Jetzt im Sommer haben wir auch die Loggia kindertauglich gemacht mit einem kleinen Planschbecken. .Meine ganzen lieben Blumen & Kräuter finden hier Platz, ein kleiner Tisch, eine kleine Bank, ein Insektenhotel, ein Apfelbäumchen, Erd- und Himbeeren, Oleander und Lavendel auf engstem Raum. Aber gerade das finde ich schön. Das Beste aus etwas Kleinem herausholen.

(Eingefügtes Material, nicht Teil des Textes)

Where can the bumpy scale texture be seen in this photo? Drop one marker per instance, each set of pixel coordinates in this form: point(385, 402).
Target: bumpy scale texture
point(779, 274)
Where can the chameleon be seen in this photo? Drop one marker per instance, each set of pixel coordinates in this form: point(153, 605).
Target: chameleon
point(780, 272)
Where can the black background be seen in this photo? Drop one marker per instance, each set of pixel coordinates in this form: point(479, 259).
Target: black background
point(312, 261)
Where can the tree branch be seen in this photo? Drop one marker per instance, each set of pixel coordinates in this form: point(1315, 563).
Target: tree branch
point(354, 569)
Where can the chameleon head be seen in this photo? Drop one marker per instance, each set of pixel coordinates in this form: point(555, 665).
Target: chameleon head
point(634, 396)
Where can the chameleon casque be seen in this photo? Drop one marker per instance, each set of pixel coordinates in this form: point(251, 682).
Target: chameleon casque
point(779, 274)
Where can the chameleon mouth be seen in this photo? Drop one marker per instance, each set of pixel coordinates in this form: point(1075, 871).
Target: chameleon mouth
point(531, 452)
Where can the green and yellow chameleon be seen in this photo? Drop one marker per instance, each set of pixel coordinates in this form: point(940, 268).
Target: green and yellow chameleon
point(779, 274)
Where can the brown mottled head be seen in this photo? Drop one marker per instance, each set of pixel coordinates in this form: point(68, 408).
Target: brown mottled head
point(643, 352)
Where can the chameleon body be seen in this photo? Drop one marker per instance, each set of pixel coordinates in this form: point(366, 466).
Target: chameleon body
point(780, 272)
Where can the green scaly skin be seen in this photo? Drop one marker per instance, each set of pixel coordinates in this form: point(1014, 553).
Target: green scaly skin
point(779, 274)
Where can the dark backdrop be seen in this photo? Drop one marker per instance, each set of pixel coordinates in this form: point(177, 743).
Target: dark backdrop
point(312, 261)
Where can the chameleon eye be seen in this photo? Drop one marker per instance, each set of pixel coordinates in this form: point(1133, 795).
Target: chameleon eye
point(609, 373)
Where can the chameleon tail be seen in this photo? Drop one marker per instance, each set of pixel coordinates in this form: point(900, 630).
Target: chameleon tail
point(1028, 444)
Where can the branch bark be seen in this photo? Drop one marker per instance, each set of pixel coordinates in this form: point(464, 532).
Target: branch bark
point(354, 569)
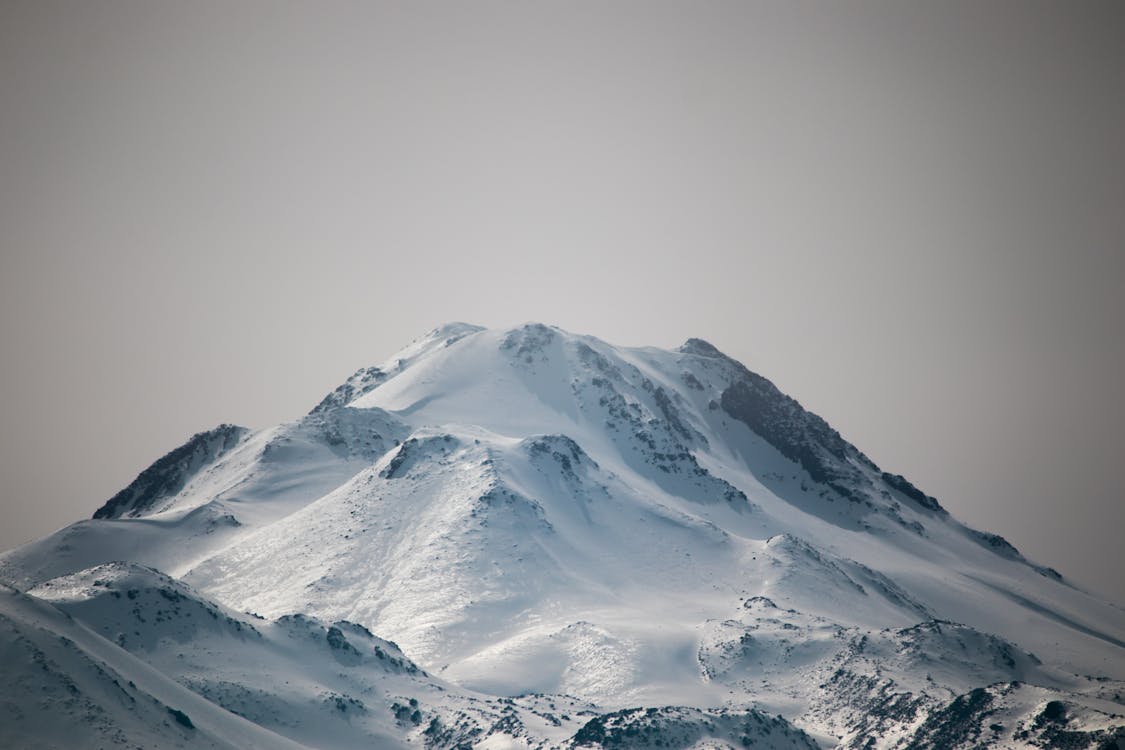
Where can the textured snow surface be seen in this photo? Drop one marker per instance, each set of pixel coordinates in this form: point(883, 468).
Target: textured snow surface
point(658, 545)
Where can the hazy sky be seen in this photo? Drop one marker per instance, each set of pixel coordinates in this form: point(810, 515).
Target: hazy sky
point(910, 216)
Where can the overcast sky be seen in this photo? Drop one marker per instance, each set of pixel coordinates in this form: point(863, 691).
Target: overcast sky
point(909, 216)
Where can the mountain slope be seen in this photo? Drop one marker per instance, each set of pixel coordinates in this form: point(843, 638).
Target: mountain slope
point(536, 512)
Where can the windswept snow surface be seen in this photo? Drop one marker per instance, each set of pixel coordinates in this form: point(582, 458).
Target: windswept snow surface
point(534, 513)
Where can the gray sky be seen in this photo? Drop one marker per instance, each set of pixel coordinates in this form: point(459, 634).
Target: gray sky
point(910, 216)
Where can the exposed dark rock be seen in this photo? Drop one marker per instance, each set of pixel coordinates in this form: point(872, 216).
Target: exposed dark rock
point(171, 472)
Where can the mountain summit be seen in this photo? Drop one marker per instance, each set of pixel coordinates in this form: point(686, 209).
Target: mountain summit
point(568, 544)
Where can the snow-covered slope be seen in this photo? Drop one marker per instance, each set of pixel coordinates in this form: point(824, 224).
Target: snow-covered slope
point(531, 512)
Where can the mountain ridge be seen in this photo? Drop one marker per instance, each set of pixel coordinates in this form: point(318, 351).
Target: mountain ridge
point(532, 512)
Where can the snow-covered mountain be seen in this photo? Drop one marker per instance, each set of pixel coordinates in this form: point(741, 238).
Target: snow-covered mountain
point(572, 544)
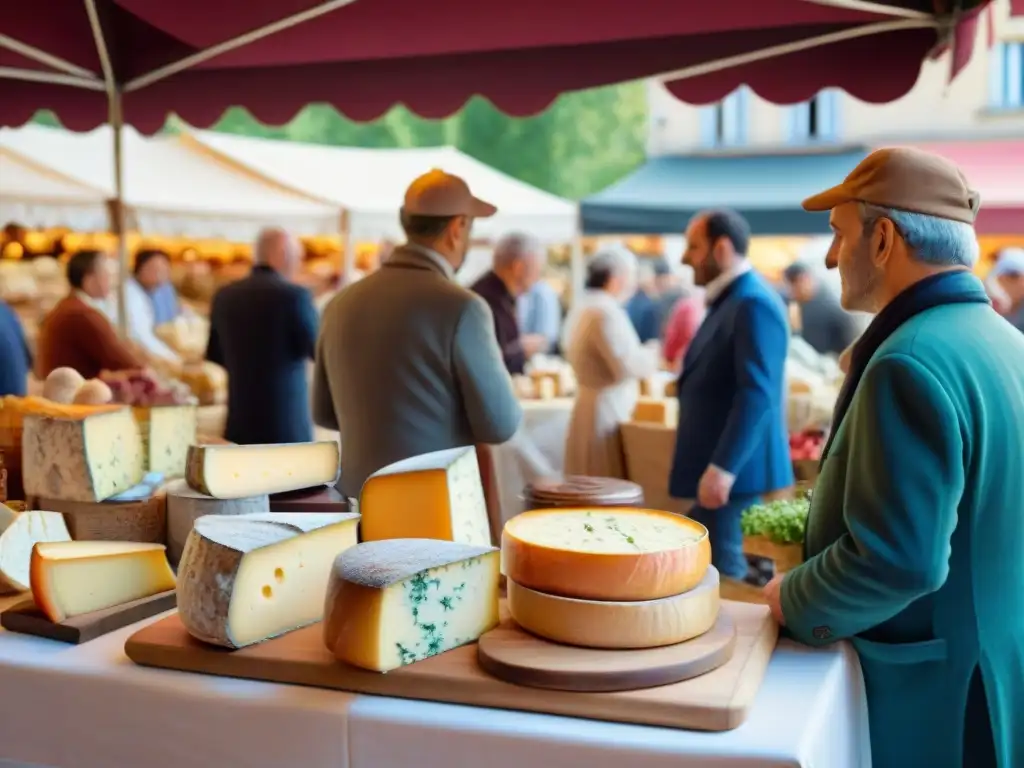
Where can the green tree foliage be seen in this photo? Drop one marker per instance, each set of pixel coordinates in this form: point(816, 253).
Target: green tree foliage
point(583, 142)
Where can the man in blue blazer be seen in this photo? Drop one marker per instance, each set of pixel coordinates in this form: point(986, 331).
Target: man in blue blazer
point(263, 332)
point(731, 445)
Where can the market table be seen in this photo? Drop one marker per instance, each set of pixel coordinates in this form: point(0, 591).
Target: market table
point(89, 707)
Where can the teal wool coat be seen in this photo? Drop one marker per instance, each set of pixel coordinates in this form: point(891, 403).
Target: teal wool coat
point(915, 542)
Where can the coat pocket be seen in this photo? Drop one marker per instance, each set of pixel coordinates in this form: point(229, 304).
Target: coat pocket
point(912, 711)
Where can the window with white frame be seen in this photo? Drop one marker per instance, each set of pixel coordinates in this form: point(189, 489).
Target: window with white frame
point(813, 121)
point(724, 124)
point(1006, 84)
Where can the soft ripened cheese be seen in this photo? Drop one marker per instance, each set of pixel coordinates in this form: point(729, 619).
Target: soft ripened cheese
point(87, 459)
point(654, 411)
point(434, 496)
point(70, 579)
point(600, 624)
point(167, 433)
point(184, 506)
point(19, 531)
point(611, 553)
point(394, 602)
point(245, 579)
point(239, 471)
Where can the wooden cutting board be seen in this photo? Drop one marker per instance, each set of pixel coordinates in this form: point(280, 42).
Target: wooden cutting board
point(26, 619)
point(510, 653)
point(716, 701)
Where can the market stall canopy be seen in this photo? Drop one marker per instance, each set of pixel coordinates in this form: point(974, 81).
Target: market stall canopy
point(663, 195)
point(171, 188)
point(370, 184)
point(37, 197)
point(196, 57)
point(994, 168)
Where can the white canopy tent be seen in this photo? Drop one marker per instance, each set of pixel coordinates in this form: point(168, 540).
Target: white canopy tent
point(35, 196)
point(170, 187)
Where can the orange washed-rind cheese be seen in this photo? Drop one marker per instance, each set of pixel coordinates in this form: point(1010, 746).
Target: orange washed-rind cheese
point(609, 553)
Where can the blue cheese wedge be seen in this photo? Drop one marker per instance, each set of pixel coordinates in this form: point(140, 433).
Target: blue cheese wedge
point(397, 601)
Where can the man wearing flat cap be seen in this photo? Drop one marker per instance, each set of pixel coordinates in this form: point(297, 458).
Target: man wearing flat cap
point(914, 546)
point(407, 361)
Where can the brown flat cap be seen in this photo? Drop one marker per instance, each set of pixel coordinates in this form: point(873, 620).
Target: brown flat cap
point(906, 179)
point(439, 194)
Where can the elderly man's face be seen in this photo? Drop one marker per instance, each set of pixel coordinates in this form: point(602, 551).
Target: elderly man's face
point(699, 253)
point(851, 251)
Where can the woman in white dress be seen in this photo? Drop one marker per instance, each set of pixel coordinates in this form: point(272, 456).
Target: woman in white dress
point(608, 359)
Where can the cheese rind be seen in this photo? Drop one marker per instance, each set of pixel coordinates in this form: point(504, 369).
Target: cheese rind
point(167, 433)
point(600, 624)
point(18, 535)
point(70, 579)
point(434, 496)
point(394, 602)
point(184, 506)
point(88, 459)
point(239, 471)
point(609, 553)
point(245, 579)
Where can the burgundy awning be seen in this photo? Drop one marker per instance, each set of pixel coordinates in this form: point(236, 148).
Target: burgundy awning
point(273, 56)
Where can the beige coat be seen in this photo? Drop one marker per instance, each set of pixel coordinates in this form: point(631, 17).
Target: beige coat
point(608, 359)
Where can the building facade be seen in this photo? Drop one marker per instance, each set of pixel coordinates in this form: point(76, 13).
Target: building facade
point(985, 101)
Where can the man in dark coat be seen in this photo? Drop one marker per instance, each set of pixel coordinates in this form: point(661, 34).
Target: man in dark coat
point(263, 331)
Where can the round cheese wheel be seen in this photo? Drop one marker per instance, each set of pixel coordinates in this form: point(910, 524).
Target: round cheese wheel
point(598, 624)
point(605, 553)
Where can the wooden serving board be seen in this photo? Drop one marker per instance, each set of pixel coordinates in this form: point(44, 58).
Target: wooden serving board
point(511, 653)
point(716, 701)
point(26, 619)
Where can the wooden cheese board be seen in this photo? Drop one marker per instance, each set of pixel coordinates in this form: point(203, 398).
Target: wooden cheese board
point(26, 619)
point(716, 701)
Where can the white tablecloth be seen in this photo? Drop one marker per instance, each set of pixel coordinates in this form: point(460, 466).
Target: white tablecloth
point(89, 707)
point(537, 451)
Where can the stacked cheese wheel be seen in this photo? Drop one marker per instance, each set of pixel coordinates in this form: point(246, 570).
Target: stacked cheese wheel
point(609, 578)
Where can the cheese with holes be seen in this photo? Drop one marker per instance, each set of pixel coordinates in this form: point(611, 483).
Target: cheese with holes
point(434, 496)
point(245, 579)
point(167, 432)
point(239, 471)
point(184, 506)
point(70, 579)
point(609, 553)
point(652, 411)
point(85, 459)
point(394, 602)
point(19, 531)
point(602, 624)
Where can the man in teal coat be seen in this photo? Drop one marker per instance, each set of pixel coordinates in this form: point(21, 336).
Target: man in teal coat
point(915, 536)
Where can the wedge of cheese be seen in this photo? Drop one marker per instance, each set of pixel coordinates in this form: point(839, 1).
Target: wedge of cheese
point(70, 579)
point(167, 433)
point(86, 459)
point(394, 602)
point(239, 471)
point(245, 579)
point(656, 411)
point(607, 553)
point(602, 624)
point(19, 531)
point(434, 496)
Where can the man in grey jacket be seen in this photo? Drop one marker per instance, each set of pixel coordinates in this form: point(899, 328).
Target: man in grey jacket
point(407, 361)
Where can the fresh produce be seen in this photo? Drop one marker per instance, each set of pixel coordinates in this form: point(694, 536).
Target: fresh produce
point(807, 445)
point(782, 521)
point(144, 388)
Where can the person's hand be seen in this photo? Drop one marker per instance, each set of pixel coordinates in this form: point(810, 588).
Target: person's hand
point(534, 343)
point(714, 488)
point(773, 597)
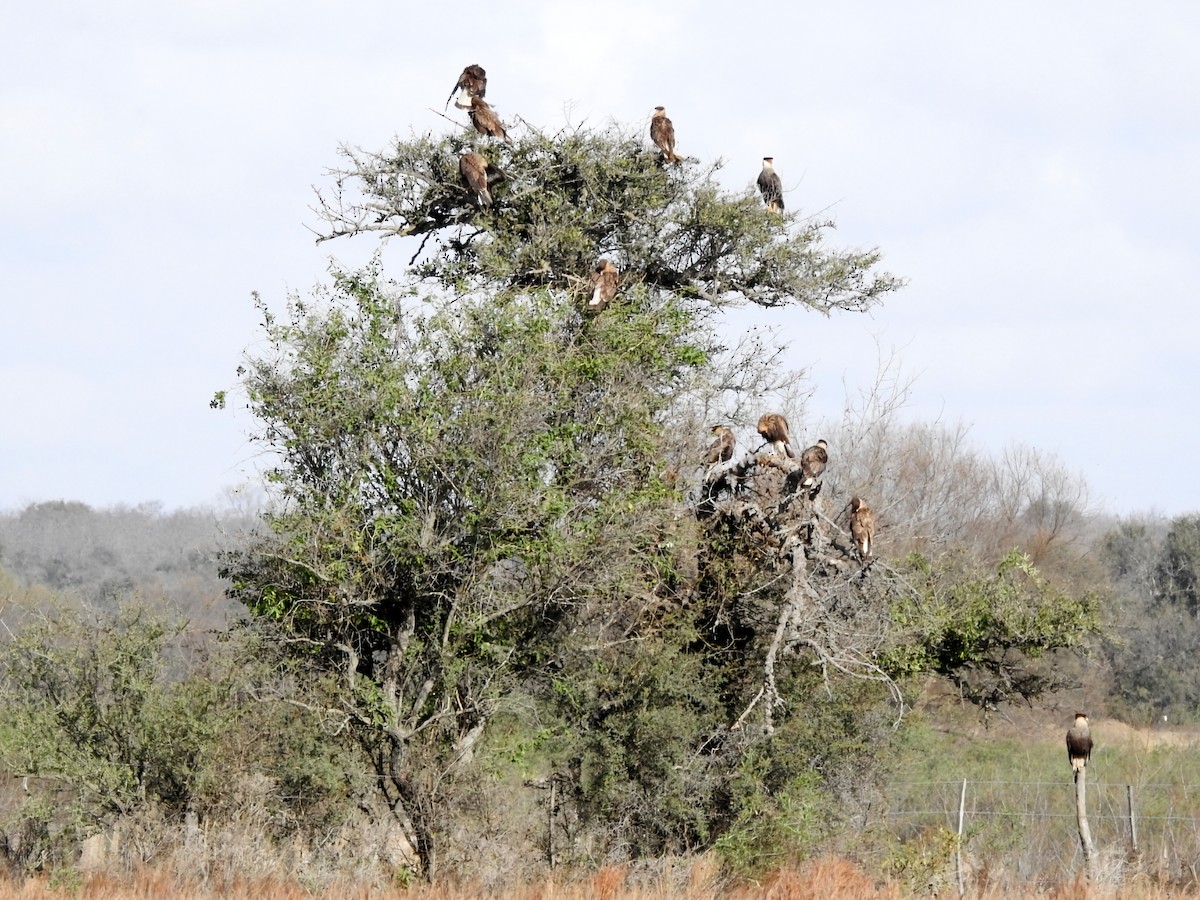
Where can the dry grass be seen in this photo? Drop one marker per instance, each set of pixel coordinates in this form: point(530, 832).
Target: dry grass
point(828, 879)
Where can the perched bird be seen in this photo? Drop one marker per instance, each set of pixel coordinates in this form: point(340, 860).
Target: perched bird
point(773, 429)
point(813, 462)
point(1079, 744)
point(604, 285)
point(769, 185)
point(473, 82)
point(484, 118)
point(473, 168)
point(663, 135)
point(720, 450)
point(862, 527)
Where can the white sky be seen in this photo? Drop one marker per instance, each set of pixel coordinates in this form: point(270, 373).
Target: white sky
point(1033, 168)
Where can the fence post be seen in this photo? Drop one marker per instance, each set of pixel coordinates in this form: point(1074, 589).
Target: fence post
point(958, 846)
point(1133, 822)
point(1085, 833)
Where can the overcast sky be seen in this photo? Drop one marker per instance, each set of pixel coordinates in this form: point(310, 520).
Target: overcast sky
point(1032, 168)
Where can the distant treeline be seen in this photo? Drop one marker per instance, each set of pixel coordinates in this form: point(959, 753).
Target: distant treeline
point(103, 555)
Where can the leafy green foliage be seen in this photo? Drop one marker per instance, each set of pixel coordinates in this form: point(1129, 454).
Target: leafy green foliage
point(573, 197)
point(990, 634)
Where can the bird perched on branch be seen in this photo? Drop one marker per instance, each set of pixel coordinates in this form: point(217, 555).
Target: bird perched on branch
point(862, 527)
point(773, 429)
point(473, 168)
point(1079, 744)
point(604, 285)
point(663, 135)
point(813, 465)
point(484, 118)
point(769, 185)
point(720, 450)
point(473, 82)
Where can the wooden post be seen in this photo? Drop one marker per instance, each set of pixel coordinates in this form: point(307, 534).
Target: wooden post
point(1133, 822)
point(958, 846)
point(550, 823)
point(1085, 833)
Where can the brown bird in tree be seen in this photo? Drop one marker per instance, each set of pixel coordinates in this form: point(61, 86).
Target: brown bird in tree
point(604, 285)
point(473, 168)
point(813, 462)
point(663, 135)
point(771, 186)
point(720, 450)
point(485, 120)
point(773, 429)
point(473, 82)
point(1079, 744)
point(862, 527)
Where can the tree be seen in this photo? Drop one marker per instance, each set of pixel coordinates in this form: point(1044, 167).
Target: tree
point(471, 469)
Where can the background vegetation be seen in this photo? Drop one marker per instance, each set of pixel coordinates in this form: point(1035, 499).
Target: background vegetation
point(497, 616)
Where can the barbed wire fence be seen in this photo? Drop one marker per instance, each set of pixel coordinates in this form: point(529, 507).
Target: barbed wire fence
point(1029, 828)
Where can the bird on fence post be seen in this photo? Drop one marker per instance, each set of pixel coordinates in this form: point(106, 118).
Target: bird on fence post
point(1079, 744)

Eigentlich wollen wir hier also gar nicht weg. Eigentlich kann der Traum vom Haus von mir aus noch ein bisschen warten. Wenn da nicht der Haken wäre:
Unsere 3-Raum-Wohnung ist eine verkappte 2-Raum-Angelegenheit, denn das 3. Zimmer liegt außerhalb der Wohnung im DG als Mansardenzimmer. Etwas anderes als die Nutzung als Arbeitszimmer lässt dieses Zimmer leider nicht zu. Hier sitze ich gerade und schreibe diesen Beitrag. Wir brauchen allerdings so langsam ein Kinderzimmer. Bleibt nur Plan B: Unser langes, schlauchförmiges Wohnzimmer muss Wohn-Schlafzimmer werden. Mit Expedit als Raumtrenner und dem Malm-Bett dahinter. Wir würden dann unser Schlafzimmer zugunsten eines Kinderzimmers aufgeben. Also doch ein Haus?
Unser Wohntraum. Noch lange nicht gefunden.